Le pouvoir exécutif est détenu par un Président et un Vice-Président élus au suffrage universel pour un mandat de quatre ans. Le Président qui ne peut être réélu, est le chef du gouvernement et le commandant en chef des armées.  
 
Le pouvoir législatif est exercé par le Congrès de la République, chambre monocamérale de 158 députés également élus pour quatre ans.  
 
Autorité judiciaire : La plus haute autorité judiciaire est la Cour Suprême de Justice. Elle est composée de 13 membres, élus par le Congrès pour 5 ans. C’est elle qui propose les noms des magistrats des autres tribunaux qui sont ensuite élus par le Congrès.  
 
2. Evolution politique  
 
Le Guatemala occupe l’emplacement de ce qui fut anciennement le cœur de la civilisation Maya. Suite à l’expédition conduite par Pedro de Alvarado en 1523 et 1525, le Guatemala, comme le reste de l’Amérique Centrale, passe sous domination espagnole jusqu’en 1821, date de l’indépendance. Par la suite, le territoire intègre les Provinces-Unies de l’Amérique Centrale, fédération qui se scinde en cinq Etats indépendants en 1839, après une guerre civile.  
 
Dès lors, le pays connaît une succession de régimes dictatoriaux, avec un premier despote : Rafael CARRERA, personnage-clé de la révolution contre le gouvernement fédéral. Il accède au pouvoir en 1844 et s’y maintient avec le soutien de l’Eglise et des grands propriétaires fonciers jusqu’à sa mort en 1865.  
 
En 1880, une compagnie fruitière des Etats-Unis s’installe dans le pays : la United Fruit Company (UFCo). Elle acquiert de plus en plus de pouvoir et d’influence, jusqu’à devenir propriétaire du réseau de voies ferrées ainsi que du principal port du pays (Puerto Barrios). C’est ainsi que le grand voisin du Nord prend des intérêts sur le territoire guatémaltèque.  
 
Dès les origines de la colonisation, les pouvoirs successifs pratiquent la discrimination à l’égard des populations indiennes qui sont plus touchées par la pauvreté, la malnutrition, l’analphabétisme : servage, expulsion des terres fertiles, paiement d’un impôt en nature qui permet la construction dans les années 30 du réseau routier du pays...  
 
La multinationale UFCo accroît son emprise sur l’économie nationale au début du 20ème siècle : elle achète des parts dans l’électricité, le télégraphe et fait l’acquisition de 40% des meilleures terres du pays. Le pays est aux mains de multinationales américaines et de quelques familles locales qui forment un corps oligarchique fermé et dont les intérêts priment sur ceux de l’ensemble de la Nation.  
 
 
En octobre 1944, une première parenthèse démocratique et progressiste de 10 ans est ouverte avec les présidences AREVALO puis ARBENZ (élu au suffrage universel).

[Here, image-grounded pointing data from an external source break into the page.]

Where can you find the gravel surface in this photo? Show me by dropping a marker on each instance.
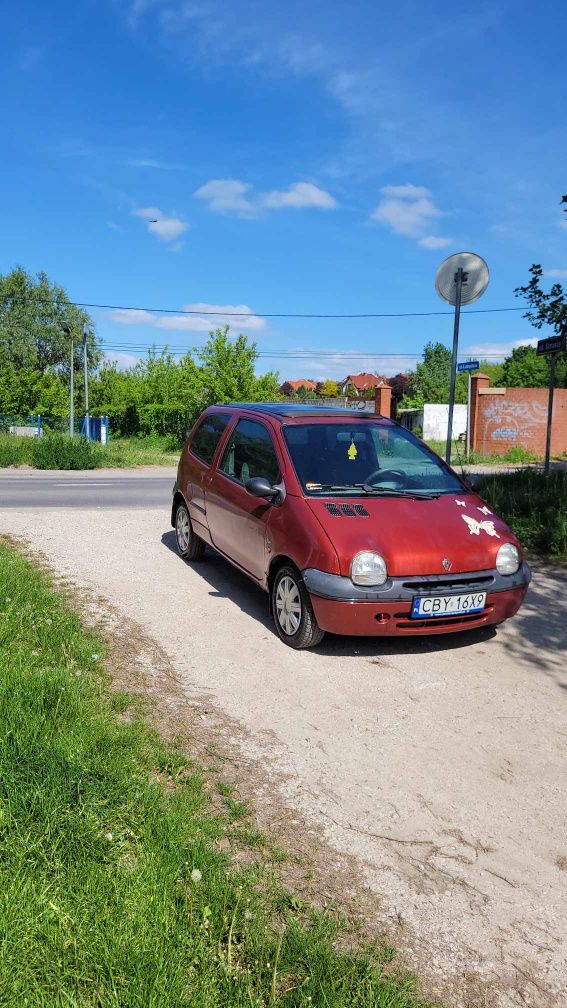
(438, 764)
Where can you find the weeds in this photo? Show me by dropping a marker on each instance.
(534, 505)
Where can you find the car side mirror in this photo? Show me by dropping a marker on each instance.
(258, 486)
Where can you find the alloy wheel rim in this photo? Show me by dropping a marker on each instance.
(183, 528)
(288, 606)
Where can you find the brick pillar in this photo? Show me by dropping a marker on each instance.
(382, 399)
(477, 381)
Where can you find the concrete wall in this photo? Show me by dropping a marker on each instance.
(516, 417)
(436, 419)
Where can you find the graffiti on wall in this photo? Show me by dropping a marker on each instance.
(511, 421)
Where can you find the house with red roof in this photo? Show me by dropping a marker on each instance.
(291, 387)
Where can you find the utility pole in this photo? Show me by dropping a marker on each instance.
(87, 416)
(66, 328)
(460, 278)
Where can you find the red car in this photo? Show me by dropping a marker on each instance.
(349, 522)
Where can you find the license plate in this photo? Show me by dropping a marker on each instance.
(448, 605)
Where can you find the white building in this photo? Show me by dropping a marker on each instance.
(433, 419)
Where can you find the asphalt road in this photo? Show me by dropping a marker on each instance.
(94, 490)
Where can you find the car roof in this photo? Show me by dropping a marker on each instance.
(301, 410)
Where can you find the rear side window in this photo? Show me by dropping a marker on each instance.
(208, 434)
(250, 453)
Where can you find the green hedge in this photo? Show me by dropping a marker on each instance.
(63, 452)
(15, 451)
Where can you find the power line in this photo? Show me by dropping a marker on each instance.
(277, 315)
(289, 355)
(288, 315)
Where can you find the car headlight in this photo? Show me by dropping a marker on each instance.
(507, 558)
(368, 569)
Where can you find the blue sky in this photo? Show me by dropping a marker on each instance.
(285, 158)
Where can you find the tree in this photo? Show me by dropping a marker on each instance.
(227, 371)
(31, 312)
(329, 389)
(25, 391)
(547, 307)
(525, 368)
(302, 392)
(431, 380)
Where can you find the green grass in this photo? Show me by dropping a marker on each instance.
(127, 452)
(55, 451)
(113, 889)
(534, 505)
(458, 454)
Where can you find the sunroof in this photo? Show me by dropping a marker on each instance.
(301, 409)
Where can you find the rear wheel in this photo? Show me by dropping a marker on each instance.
(293, 611)
(190, 545)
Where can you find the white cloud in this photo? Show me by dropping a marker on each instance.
(203, 318)
(434, 242)
(227, 196)
(131, 317)
(166, 228)
(501, 350)
(231, 196)
(121, 360)
(148, 162)
(407, 192)
(299, 195)
(336, 365)
(409, 211)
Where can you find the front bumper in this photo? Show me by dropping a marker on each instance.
(344, 608)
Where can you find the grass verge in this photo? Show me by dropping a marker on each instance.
(458, 454)
(534, 505)
(114, 889)
(60, 452)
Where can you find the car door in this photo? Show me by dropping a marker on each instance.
(238, 521)
(200, 452)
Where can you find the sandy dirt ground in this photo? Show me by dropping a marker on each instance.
(438, 764)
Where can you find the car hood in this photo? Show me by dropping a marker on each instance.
(415, 536)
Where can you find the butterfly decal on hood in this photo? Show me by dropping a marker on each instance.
(475, 527)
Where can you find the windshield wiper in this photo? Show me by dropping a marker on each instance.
(366, 488)
(316, 487)
(425, 495)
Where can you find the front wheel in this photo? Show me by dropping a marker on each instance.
(190, 545)
(292, 610)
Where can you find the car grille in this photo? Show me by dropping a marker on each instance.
(444, 584)
(350, 510)
(461, 619)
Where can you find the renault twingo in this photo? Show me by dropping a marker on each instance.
(348, 521)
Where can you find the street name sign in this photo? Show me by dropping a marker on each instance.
(552, 345)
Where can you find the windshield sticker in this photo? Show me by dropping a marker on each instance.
(475, 527)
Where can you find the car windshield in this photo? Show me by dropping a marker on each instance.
(366, 458)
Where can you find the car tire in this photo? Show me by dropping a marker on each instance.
(190, 546)
(293, 611)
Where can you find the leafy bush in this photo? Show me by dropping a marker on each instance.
(534, 505)
(63, 452)
(15, 451)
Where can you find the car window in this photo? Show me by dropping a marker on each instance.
(208, 434)
(350, 455)
(250, 453)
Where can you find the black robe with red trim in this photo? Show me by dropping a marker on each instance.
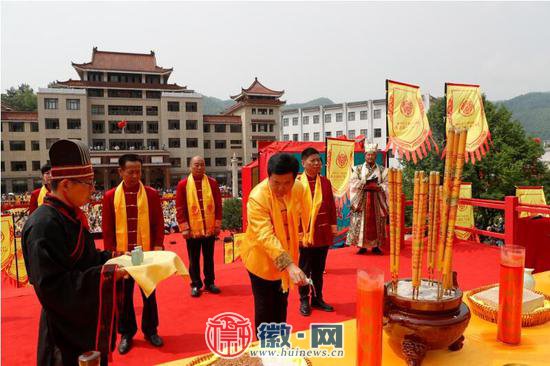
(72, 285)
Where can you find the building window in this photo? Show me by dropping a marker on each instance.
(98, 144)
(18, 166)
(126, 110)
(95, 93)
(221, 161)
(152, 127)
(52, 124)
(73, 124)
(153, 144)
(134, 127)
(17, 127)
(174, 143)
(98, 126)
(50, 103)
(175, 162)
(173, 124)
(73, 104)
(173, 106)
(49, 142)
(17, 145)
(98, 109)
(192, 142)
(152, 110)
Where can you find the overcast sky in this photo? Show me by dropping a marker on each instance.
(343, 51)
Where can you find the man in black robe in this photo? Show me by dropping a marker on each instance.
(77, 292)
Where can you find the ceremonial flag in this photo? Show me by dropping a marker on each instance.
(530, 195)
(464, 109)
(340, 160)
(409, 131)
(465, 213)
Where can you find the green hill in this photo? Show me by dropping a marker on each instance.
(532, 110)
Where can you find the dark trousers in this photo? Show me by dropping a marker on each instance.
(270, 302)
(312, 261)
(194, 247)
(127, 325)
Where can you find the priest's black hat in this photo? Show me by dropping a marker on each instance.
(70, 159)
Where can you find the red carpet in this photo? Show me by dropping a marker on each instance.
(182, 318)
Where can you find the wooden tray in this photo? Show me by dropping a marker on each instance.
(537, 317)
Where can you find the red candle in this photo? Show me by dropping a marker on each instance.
(512, 261)
(370, 296)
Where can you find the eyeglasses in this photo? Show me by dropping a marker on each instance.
(90, 184)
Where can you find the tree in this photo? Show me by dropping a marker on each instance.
(22, 99)
(513, 159)
(232, 214)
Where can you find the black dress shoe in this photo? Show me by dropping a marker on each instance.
(305, 308)
(155, 340)
(213, 289)
(125, 345)
(376, 251)
(195, 292)
(321, 305)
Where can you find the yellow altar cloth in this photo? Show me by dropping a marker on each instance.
(156, 267)
(481, 347)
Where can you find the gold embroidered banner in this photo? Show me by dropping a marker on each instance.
(409, 131)
(531, 195)
(464, 109)
(465, 213)
(339, 164)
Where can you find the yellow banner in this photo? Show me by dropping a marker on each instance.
(408, 127)
(339, 164)
(465, 110)
(465, 213)
(232, 250)
(530, 195)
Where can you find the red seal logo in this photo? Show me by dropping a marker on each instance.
(466, 108)
(406, 108)
(228, 335)
(341, 160)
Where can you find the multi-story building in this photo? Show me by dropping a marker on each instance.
(122, 103)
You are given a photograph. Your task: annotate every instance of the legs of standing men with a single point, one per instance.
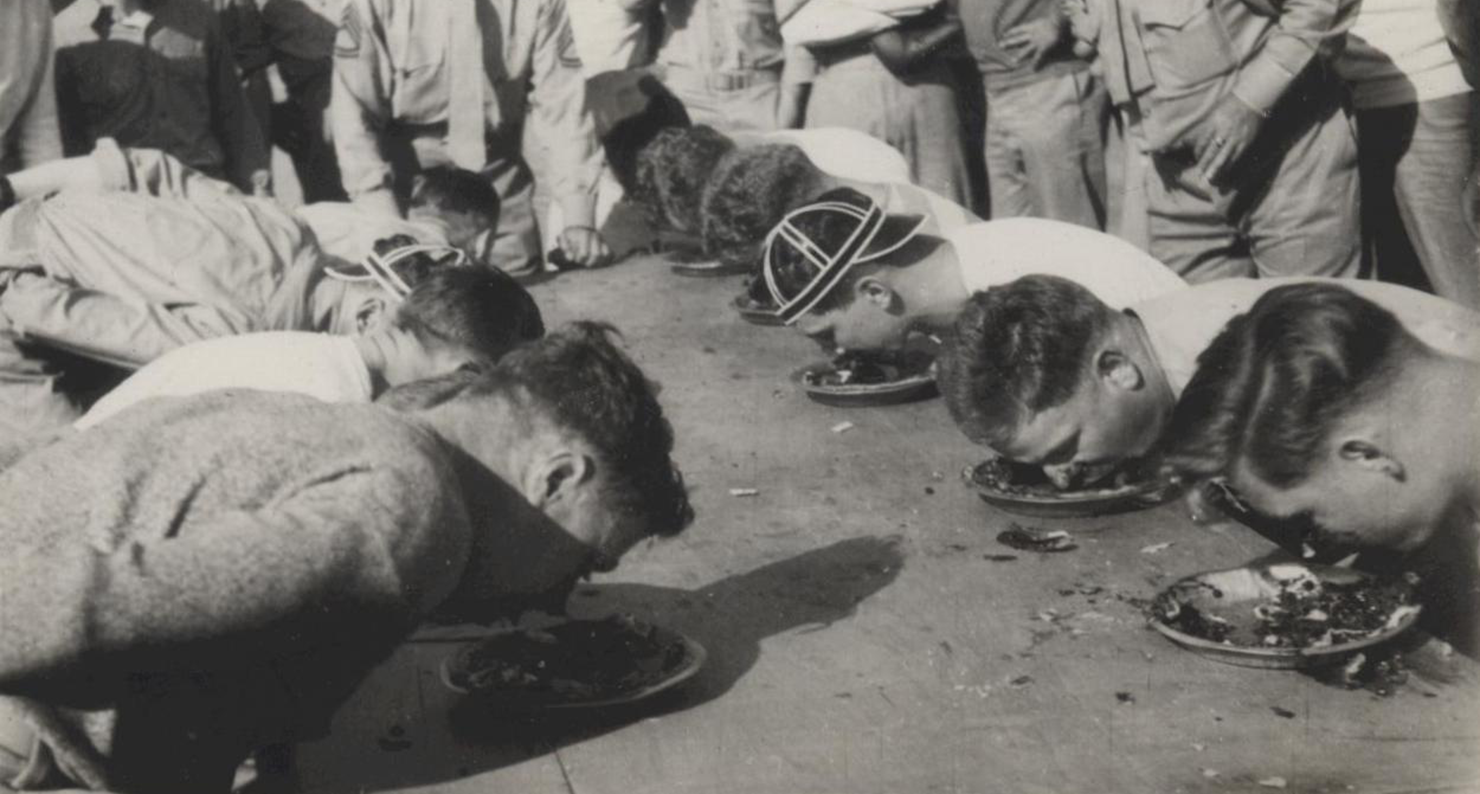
(1294, 212)
(745, 102)
(1045, 150)
(921, 119)
(1415, 165)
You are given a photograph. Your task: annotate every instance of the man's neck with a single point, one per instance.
(373, 351)
(934, 291)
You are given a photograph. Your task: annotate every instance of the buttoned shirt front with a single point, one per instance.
(705, 36)
(1177, 59)
(392, 76)
(162, 79)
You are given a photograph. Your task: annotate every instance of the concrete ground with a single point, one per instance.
(862, 640)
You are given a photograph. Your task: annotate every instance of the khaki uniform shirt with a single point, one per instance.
(392, 76)
(162, 79)
(721, 37)
(1177, 59)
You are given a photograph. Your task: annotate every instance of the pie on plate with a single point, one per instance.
(576, 664)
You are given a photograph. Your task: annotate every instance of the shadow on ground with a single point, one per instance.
(459, 736)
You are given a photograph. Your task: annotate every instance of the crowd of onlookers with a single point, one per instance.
(231, 538)
(1223, 137)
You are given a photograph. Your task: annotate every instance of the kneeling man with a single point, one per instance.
(166, 614)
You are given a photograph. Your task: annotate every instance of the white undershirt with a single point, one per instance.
(996, 252)
(317, 365)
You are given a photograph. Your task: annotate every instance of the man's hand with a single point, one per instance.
(585, 246)
(1033, 42)
(1227, 138)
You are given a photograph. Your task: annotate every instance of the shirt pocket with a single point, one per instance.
(419, 92)
(1186, 43)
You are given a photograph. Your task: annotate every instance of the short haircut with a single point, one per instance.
(588, 387)
(751, 191)
(1020, 348)
(447, 188)
(672, 171)
(628, 138)
(1276, 381)
(480, 308)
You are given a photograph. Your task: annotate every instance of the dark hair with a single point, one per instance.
(628, 138)
(1018, 348)
(1275, 382)
(748, 194)
(672, 172)
(585, 384)
(480, 308)
(449, 188)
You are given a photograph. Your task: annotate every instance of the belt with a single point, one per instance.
(847, 51)
(690, 77)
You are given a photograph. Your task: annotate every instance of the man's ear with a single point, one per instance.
(876, 292)
(370, 311)
(1369, 456)
(554, 479)
(1119, 371)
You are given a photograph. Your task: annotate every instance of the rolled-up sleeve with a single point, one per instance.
(1304, 28)
(560, 110)
(358, 107)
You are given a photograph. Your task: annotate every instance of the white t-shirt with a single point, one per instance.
(1181, 326)
(996, 252)
(350, 233)
(317, 365)
(1396, 54)
(845, 153)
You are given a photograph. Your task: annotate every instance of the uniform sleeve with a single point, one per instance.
(363, 545)
(40, 138)
(237, 129)
(610, 34)
(358, 107)
(1304, 28)
(560, 110)
(107, 326)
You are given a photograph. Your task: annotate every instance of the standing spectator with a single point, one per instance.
(1047, 128)
(27, 95)
(157, 74)
(301, 34)
(1418, 126)
(722, 58)
(1238, 129)
(885, 73)
(241, 28)
(397, 67)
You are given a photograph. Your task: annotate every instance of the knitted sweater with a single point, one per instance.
(256, 551)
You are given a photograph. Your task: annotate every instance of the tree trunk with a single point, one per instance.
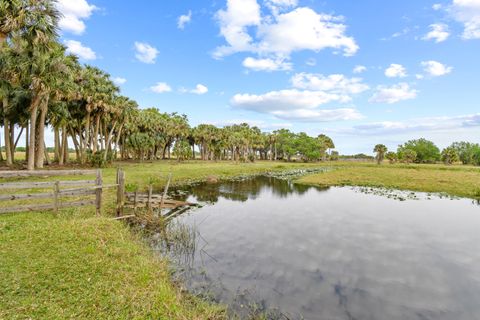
(3, 38)
(84, 143)
(6, 133)
(33, 125)
(95, 133)
(27, 136)
(47, 156)
(41, 135)
(57, 146)
(1, 155)
(12, 141)
(65, 145)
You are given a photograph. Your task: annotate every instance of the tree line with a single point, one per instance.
(425, 151)
(43, 87)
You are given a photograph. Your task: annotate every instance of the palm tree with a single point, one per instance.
(380, 149)
(37, 20)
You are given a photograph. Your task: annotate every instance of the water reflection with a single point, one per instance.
(333, 253)
(242, 190)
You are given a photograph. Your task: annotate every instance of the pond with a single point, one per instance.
(336, 253)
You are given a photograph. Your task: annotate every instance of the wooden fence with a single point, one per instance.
(59, 189)
(84, 189)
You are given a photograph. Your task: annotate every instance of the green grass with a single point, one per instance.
(85, 268)
(463, 181)
(76, 265)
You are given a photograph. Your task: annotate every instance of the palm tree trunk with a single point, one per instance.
(27, 145)
(95, 133)
(1, 155)
(57, 145)
(41, 135)
(63, 156)
(3, 38)
(87, 138)
(12, 143)
(47, 156)
(18, 138)
(6, 132)
(33, 125)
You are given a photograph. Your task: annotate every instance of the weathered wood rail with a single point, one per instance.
(76, 188)
(84, 189)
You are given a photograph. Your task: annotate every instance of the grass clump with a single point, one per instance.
(460, 181)
(95, 268)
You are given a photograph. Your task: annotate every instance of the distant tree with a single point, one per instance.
(380, 150)
(476, 156)
(465, 151)
(426, 151)
(182, 150)
(450, 155)
(391, 156)
(334, 156)
(409, 155)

Des réformes sociales sont adoptées, une ébauche de système d’assurance sociale est mise en place et on évoque un projet de redistribution des terres, réforme agraire qui provoque la chute du régime. En 1954, des forces armées venues du Honduras et du Nicaragua et commandées par le Colonel CASTILLO ARMAS, lui-même appuyé par la puissante UFCo et le gouvernement de Dwight Eisenhower, envahissent le pays.  
 
A partir de 1958, quelques sous-officiers se rebellent contre le pouvoir en place et, suite à une tentative de coup d’Etat avortée, partent se réfugier dans la forêt où ils forment le noyau dur de la guérilla qui s’oppose au gouvernement central jusqu’en 1996.  
 
La vie politique du Guatemala est rythmée par une succession de dictatures militaires. Sur le plan social, le pays est le théâtre d’affrontements incessants entre d’un côté l’armée et de l’autre une guérilla composée d’officiers regroupés au sein des Forces Armées Révolutionnaires, créées en 1962, et d’une fraction du Parti Communiste. La violence de la répression, la Théologie de la Libération qui agite une partie de l’Eglise guatémaltèque et la prolétarisation des paysans et des artisans donnent, dans les années soixante-dix, un nouvel élan à la guérilla.  
 
Parallèlement, celle-ci élargit sa base en se rapprochant de la population autochtone. Regroupés au sein de l’URNG[1], les mouvements armés [2] sont sévèrement réprimés par les gouvernements militaires successifs. Le mouvement se retrouve alors incapable de mener des actions dans les campagnes et se replie sur les villes et en particulier sur la capitale. De nombreux actes de sabotage économique sont organisés et plusieurs figures importantes sont assassinées, parmi lesquelles l’ambassadeur des Etats-Unis, John Gordon Mein.  
 
La guerre civile du Guatemala, la plus meurtrière d’Amérique Centrale, affiche un bilan sanglant, spécialement entre 1980 et 1985 : 200.000 morts et 40.000 disparus, essentiellement des civils mayas, en plus d’un million de déplacés internes et de dizaines de milliers de réfugiés...  
 
Ce n’est qu’en 1986 avec l’élection du président Vinicio CEREZO, démocrate-chrétien, que l’armée restitue le pouvoir aux civils après 23 ans, en conservant toutefois un pouvoir de blocage empêchant toute réforme contraire à ses intérêts.  
 
En 1987, le Guatemala adhère aux accords de pacification et de démocratisation de la région (Esquipulas) et le président entame un dialogue avec l’opposition armée. En mars 1990, « l’accord de base pour la recherche de la paix par des moyens politiques » est signé à Oslo entre le gouvernement et l’URNG.  
 
Le 14 janvier 1991, Jorge SERRANO est élu légalement à la tête du pays. L’année suivante, Rigoberta MENCHU, figure symbolique de la cause indienne reçoit le prix Nobel de la paix et est par la suite associée aux négociations. Le président SERRANO, contraint à la démission et à l’exil après une tentative d’« auto golpe » avortée, est remplacé par l’ombudsman pour les Droits de l’Homme, Ramiro de LEON CARPIO. En 1994, des accords intermédiaires sont signés et en 1995, la MINUGUA (Mission des Nations Unies au Guatemala) est créée.  
 
En janvier 1996, les élections présidentielles amènent au pouvoir Alvaro ARZU IRIGOYEN, représentant le PAN (Partido de Avanzada Nacional), parti de l’élite économique traditionnelle. Le 29 décembre 1996, les « Accords pour une paix ferme et durable » sont signés, mettant ainsi fin à 36 ans de guerre civile. La situation des Droits de l’Homme s’améliore singulièrement.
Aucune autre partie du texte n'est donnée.